(10月24日 Le Figaro より)
20日ほど前からインターネットサイトで、サルコジ大統領などの似顔絵入りの呪い人形を
発売していた会社に対し、ついに大統領が腰を上げた。
ニコラ・サルコジ大統領は「肖像権の侵害」の理由で、
ネットで販売されている問題の人形の販売中止を求め、発売元の出版社K&Bを訴えている。
この「呪いの人形」、約12,000個が製造され、価格は1個 12,95ユーロ。
人形にはサルコジ大統領バーション(青)とセゴレーヌ・ロワイヤル氏バージョン(赤)があり、
12本の針がセットで付いている。
人形の胴体には、これまでに多くの波紋を呼んだ大統領の発言の数々が・・・
:「稼ぐためにもっと働け」「社会のくず」さらには
「消えうせろ、この馬鹿野郎」などがある。
また、ロワイヤル氏の人形には
:「自由の国ケベック万歳」「中国に正義を」などが書かれている。
10月16日、サルコジ大統領の弁護士を勤める、ティエリー・エルゾグ氏は、
K&B社の親会社であるTear Prod社に対し、発売中止を求める抗議文書を送った。
「肖像権にしろ、名声にしろ、大統領にはそれを侵害されてはならない権利がある。
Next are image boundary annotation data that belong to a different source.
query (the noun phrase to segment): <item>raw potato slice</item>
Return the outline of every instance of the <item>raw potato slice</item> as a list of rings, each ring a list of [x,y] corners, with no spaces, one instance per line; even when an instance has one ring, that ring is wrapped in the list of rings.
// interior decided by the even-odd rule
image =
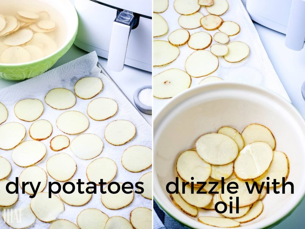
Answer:
[[[53,151],[60,151],[68,148],[70,145],[70,140],[65,135],[56,136],[50,142],[50,147]]]
[[[0,156],[0,180],[6,178],[12,171],[12,166],[9,162]]]
[[[87,167],[86,174],[88,180],[97,185],[101,179],[108,184],[117,175],[117,167],[113,160],[107,158],[100,158],[91,162]]]
[[[101,138],[93,134],[79,135],[71,142],[70,148],[77,157],[89,160],[99,156],[103,150],[104,144]]]
[[[74,191],[72,193],[68,194],[63,191],[63,187],[65,183],[62,185],[61,191],[59,193],[59,197],[63,201],[69,205],[71,206],[82,206],[88,203],[92,197],[92,194],[87,193],[86,192],[86,189],[89,186],[86,183],[81,185],[80,190],[84,193],[81,194],[78,192],[77,187],[78,185],[76,183],[78,180],[71,180],[68,182],[69,184],[66,186],[66,190],[67,192],[70,192],[72,190],[72,185],[70,183],[73,184],[75,187]]]
[[[238,188],[235,190],[237,191],[235,194],[232,194],[229,193],[228,191],[227,186],[231,182],[235,182],[237,184]],[[248,182],[249,187],[251,187],[253,185],[253,182],[252,181],[247,181]],[[232,197],[233,198],[230,199],[230,198]],[[249,206],[254,203],[260,197],[260,194],[257,192],[256,189],[253,189],[253,192],[252,194],[249,193],[247,188],[246,182],[241,180],[239,180],[237,178],[231,180],[230,182],[224,184],[224,193],[221,193],[220,197],[222,201],[225,203],[227,205],[229,205],[230,202],[232,203],[232,207],[236,207],[236,198],[238,197],[239,198],[240,208]]]
[[[168,42],[173,45],[181,46],[185,45],[189,40],[191,36],[187,30],[179,29],[172,32],[168,36]]]
[[[222,56],[226,55],[229,51],[229,49],[226,45],[214,44],[211,46],[211,52],[215,56]]]
[[[77,216],[77,224],[80,229],[101,229],[105,227],[109,217],[99,209],[83,210]]]
[[[194,183],[194,186],[201,187],[197,182],[205,181],[211,174],[211,165],[203,161],[194,150],[188,150],[178,158],[176,165],[178,175],[185,182]],[[194,178],[192,180],[191,178]]]
[[[22,188],[23,182],[31,182],[34,187],[37,187],[38,182],[40,182],[37,192],[41,192],[47,185],[47,173],[45,170],[37,166],[31,166],[26,168],[20,173],[19,178],[19,185]],[[24,190],[30,195],[34,194],[30,185],[26,185]]]
[[[153,14],[153,37],[161,37],[168,31],[168,25],[165,20],[157,13]]]
[[[117,104],[114,100],[108,98],[98,98],[89,103],[87,113],[94,120],[102,121],[114,116],[117,110]]]
[[[111,184],[112,183],[104,188],[104,191],[106,193],[102,194],[101,200],[104,205],[109,209],[117,210],[124,208],[130,204],[133,201],[134,197],[133,190],[131,189],[130,191],[132,191],[132,192],[130,193],[124,193],[122,189],[123,183],[118,183],[120,185],[119,192],[116,194],[111,193],[108,191],[108,186],[111,185]],[[117,188],[114,187],[114,186],[116,187]],[[115,191],[117,190],[117,186],[112,185],[112,187],[111,189],[113,191]],[[125,187],[126,187],[126,185]],[[113,229],[114,228],[114,227]]]
[[[192,217],[196,217],[198,215],[198,209],[184,201],[179,194],[173,193],[170,194],[173,202],[180,210]]]
[[[47,172],[58,181],[66,181],[72,178],[77,167],[73,158],[64,153],[53,155],[47,161]]]
[[[66,220],[57,220],[50,225],[49,229],[78,229],[78,227],[72,222]]]
[[[272,149],[267,143],[263,142],[250,143],[245,147],[235,159],[235,175],[243,180],[257,179],[268,169],[273,157]]]
[[[174,61],[180,54],[179,48],[168,42],[153,41],[153,66],[166,65]]]
[[[137,208],[130,213],[130,222],[135,229],[152,229],[152,210],[147,208]]]
[[[196,148],[199,156],[212,165],[223,165],[233,161],[238,154],[238,147],[231,138],[224,134],[211,133],[197,140]]]
[[[84,132],[89,126],[89,120],[83,114],[76,111],[63,113],[56,120],[60,130],[67,134],[77,134]]]
[[[28,227],[33,224],[36,220],[36,216],[32,212],[29,205],[13,210],[4,210],[2,217],[5,223],[15,229]]]
[[[204,224],[218,227],[237,227],[240,225],[240,223],[233,220],[220,217],[201,216],[198,218],[198,221]]]
[[[131,224],[128,220],[120,216],[113,216],[107,220],[104,229],[133,229]]]
[[[159,99],[172,98],[189,88],[192,79],[178,68],[166,70],[153,77],[153,96]]]
[[[231,36],[238,34],[240,31],[240,27],[236,23],[231,21],[226,21],[224,22],[218,29],[228,36]]]
[[[257,218],[263,212],[264,205],[260,200],[257,201],[246,215],[242,217],[234,219],[234,220],[241,224],[249,222]]]
[[[10,150],[19,144],[24,138],[25,127],[18,122],[8,122],[0,126],[0,149]]]
[[[53,128],[48,121],[38,120],[33,122],[29,130],[30,136],[34,140],[41,141],[46,139],[52,134]]]
[[[217,32],[214,35],[214,39],[216,42],[225,45],[230,41],[228,35],[222,32]]]
[[[198,0],[175,0],[174,7],[180,14],[189,15],[199,11],[201,6]]]
[[[167,9],[168,7],[168,0],[154,0],[154,13],[162,13]]]
[[[3,41],[6,45],[17,46],[29,41],[33,37],[33,32],[29,29],[21,29],[8,37]]]
[[[76,103],[76,97],[70,90],[58,88],[50,91],[45,97],[45,103],[57,110],[71,108]]]
[[[40,192],[31,200],[31,209],[39,220],[45,223],[56,219],[65,210],[63,203],[57,196],[48,192]]]
[[[123,166],[128,171],[138,173],[152,165],[151,149],[143,146],[132,146],[123,152],[121,159]]]
[[[14,107],[14,111],[17,117],[26,122],[33,122],[38,119],[42,114],[43,110],[42,103],[36,99],[20,100]]]
[[[134,137],[135,126],[126,120],[116,120],[109,123],[105,128],[106,140],[112,145],[120,146],[127,143]]]
[[[224,58],[228,62],[239,62],[249,56],[250,48],[246,43],[240,41],[233,41],[230,42],[227,46],[229,49],[229,52],[224,56]]]
[[[197,188],[194,187],[194,193],[191,193],[191,186],[186,185],[184,194],[182,193],[182,182],[183,181],[179,177],[179,194],[184,201],[191,205],[198,208],[203,208],[208,205],[211,202],[213,198],[212,194],[197,194],[197,192],[198,190]]]
[[[221,78],[219,78],[217,76],[208,76],[199,82],[199,84],[204,84],[205,83],[212,83],[213,82],[222,81],[223,80]]]
[[[190,55],[185,61],[185,71],[193,77],[208,75],[218,68],[218,58],[210,51],[198,50]]]
[[[217,133],[228,136],[234,140],[237,144],[239,151],[240,151],[243,148],[245,145],[244,140],[237,130],[229,126],[224,126],[219,129]]]
[[[233,162],[224,165],[212,165],[212,171],[210,176],[215,180],[221,180],[221,178],[226,179],[233,172]]]
[[[214,0],[214,4],[206,6],[206,11],[211,14],[220,15],[223,14],[229,9],[227,0]]]
[[[260,124],[251,124],[247,126],[242,132],[242,136],[245,145],[257,141],[264,142],[275,148],[275,139],[272,133],[265,126]]]
[[[200,20],[200,24],[206,30],[216,30],[220,27],[223,21],[219,16],[208,14]]]
[[[266,182],[269,182],[269,187],[272,187],[273,185],[271,182],[275,179],[277,182],[280,183],[277,185],[277,187],[281,186],[282,183],[283,177],[285,178],[285,181],[287,180],[289,169],[289,161],[287,155],[282,152],[274,151],[273,159],[269,168],[266,173],[255,181],[260,185],[263,184],[263,182],[264,182],[264,186],[265,186],[267,185]],[[269,180],[267,179],[267,177],[270,178]]]
[[[47,154],[47,148],[41,142],[31,140],[23,142],[12,153],[12,159],[21,167],[27,167],[37,164]]]
[[[103,82],[98,77],[84,77],[74,86],[74,92],[78,97],[84,100],[92,99],[103,89]]]
[[[212,43],[212,36],[206,32],[197,32],[191,35],[188,45],[195,50],[205,49]]]
[[[143,197],[150,200],[152,198],[152,172],[149,172],[143,175],[139,180],[139,182],[142,182],[144,183],[142,186],[144,189],[144,191],[141,194]],[[139,191],[140,191],[139,189]]]
[[[181,15],[178,19],[178,23],[185,29],[196,29],[201,26],[200,19],[203,17],[203,15],[199,12],[189,15]]]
」と書かれていた。
それに沈黙を貫いていたK&Bに対し、ついに大統領は攻撃に出ることを決めたのだ。
K&Bはこれに対し「全くもって不当な措置だ」と批判している。
一方で、陽気な様子を見せるのは、前回の大統領選立候補者の社会党のロワイヤル氏だ。
「これはちょっとしたお遊びのようなものだわ。やっぱりユーモアセンスは持っておかなきゃね」と、
先週の火曜日にラジオでコメントをした。 「こういうものは、有名人にはつきもの」とのこと。
「ロワイヤル氏は十分楽しんでいたし、これで悪運も払われた」と弁護士の
ジャン ピエール・ミニャール氏はコメントし、この件を法廷には持ち込まないとのこと。
裁判はパリの大審裁判所で行われることが金曜日に決定し、判決は今週の水曜日
29日に下されることになる。
【Leycoのコメント】
日本でも既に何度か取り上げられた話題だが、個人的にはあまりにも面白いニュースだったので、
今回はこのブログでも扱うことにした。
この一件、まず何よりも驚きなのが、このような物が発売されてしまう、という事実。
サルコジ氏はプライドの高い人物であることは周知のことであり、
彼を敵にまわせば、何かしらのしっぺ返しが来るのは予想がついていただろう・・・・
これがフランスの言論の自由というものか?
とにかくこんなおもいきった商品を発売したK&B様、「アッパレ」である。
さらに面白いのが、サルコジ氏とロワイヤル氏の対象的なリアクションの違いだ。
大統領選挙の時も、この二人は180°違った政策を打ち出していただけに、
リアクションまで180°違うということに、思わず吹きだしてしまった・・・
今回の2人の対応の違いが、フランス国民に新たなイメージを植え付けることになるかもしれない。